Antonio Mizauld

Un article de Wikipédia, l'encyclopédie libre.
Sauter à la navigation Sauter à la recherche
Antonio Mizauld
Biographie
Naissance
Décès
Activités

Antonio Mizauld (ou encore Antoine Mizauld ou Antoninus Mizaldus) est un astrologue et médecin français, né à Montluçon en 1510 et mort à Paris en 1578.

Médecin et astrologue[modifier | modifier le code]

Médecin et professeur de médecine à Paris, c'est un ami proche d'Oronce Fine, il fait office d'astrologue et médecin à Marguerite de Valois.
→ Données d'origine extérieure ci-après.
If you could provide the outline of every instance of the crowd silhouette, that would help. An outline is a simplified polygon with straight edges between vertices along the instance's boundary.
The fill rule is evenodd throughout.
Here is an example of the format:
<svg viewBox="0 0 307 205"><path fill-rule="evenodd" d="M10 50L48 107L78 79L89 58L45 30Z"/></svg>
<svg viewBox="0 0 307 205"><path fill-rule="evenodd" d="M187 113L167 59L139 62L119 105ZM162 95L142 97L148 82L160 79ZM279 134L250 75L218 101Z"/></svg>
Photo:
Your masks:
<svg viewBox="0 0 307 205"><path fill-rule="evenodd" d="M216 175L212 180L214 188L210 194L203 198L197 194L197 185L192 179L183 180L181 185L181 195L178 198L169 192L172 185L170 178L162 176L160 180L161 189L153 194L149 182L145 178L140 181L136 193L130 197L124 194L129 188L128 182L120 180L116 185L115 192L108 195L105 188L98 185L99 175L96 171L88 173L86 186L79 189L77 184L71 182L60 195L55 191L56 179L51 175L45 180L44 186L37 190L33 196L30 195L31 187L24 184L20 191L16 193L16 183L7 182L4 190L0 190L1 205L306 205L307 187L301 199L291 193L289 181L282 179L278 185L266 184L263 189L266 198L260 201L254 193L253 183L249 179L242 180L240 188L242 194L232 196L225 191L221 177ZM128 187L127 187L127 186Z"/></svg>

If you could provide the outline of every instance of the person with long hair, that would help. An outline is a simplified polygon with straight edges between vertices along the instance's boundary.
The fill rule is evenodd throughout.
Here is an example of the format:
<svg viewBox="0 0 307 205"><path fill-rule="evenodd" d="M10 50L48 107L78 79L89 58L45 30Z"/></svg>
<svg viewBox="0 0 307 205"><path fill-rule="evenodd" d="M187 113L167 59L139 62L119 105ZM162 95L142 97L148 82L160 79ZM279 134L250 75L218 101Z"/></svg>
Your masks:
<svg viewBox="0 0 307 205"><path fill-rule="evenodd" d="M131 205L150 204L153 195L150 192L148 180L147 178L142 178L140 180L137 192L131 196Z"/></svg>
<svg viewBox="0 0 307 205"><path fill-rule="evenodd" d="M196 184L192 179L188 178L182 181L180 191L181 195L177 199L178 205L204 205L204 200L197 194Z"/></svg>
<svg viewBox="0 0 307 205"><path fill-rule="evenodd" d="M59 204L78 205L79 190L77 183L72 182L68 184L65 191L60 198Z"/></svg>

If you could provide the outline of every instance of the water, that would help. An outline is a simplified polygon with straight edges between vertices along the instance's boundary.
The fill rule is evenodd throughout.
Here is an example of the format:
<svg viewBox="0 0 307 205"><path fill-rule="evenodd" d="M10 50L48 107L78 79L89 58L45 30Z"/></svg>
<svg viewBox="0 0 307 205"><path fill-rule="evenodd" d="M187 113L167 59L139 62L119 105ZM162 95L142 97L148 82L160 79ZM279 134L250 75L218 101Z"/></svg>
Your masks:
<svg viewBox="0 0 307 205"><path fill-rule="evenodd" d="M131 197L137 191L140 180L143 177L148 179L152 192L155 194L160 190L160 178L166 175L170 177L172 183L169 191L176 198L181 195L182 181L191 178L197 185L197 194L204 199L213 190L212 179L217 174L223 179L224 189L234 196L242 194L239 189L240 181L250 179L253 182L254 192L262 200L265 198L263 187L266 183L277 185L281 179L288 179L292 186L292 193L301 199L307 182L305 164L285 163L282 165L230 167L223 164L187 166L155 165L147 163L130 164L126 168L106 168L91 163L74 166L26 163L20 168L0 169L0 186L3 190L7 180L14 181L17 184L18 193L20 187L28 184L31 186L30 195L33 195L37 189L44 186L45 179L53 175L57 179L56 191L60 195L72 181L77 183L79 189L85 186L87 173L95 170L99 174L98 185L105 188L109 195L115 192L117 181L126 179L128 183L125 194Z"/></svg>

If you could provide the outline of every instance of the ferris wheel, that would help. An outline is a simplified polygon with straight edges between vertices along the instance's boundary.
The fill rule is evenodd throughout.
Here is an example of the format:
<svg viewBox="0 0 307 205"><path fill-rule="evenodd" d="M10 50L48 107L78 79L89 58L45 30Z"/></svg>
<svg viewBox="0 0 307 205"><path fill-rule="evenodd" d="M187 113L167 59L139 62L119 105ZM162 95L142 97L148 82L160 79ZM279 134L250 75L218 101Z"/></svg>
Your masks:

R. de Quirielle ajoute « Mizault trouva dans l'astrologie, dont il avait étudié les pratiques, en compagnie de son ami Oronce Fine, une spécialité supérieurement choisie, à une époque où cette science chimérique était en grande faveur et comptait des fanatiques jusque sur les marches du trône, Aussi sa vogue, comme médecin-mage, fut-elle extraordinaire… ».

Recherches scientifiques[modifier | modifier le code]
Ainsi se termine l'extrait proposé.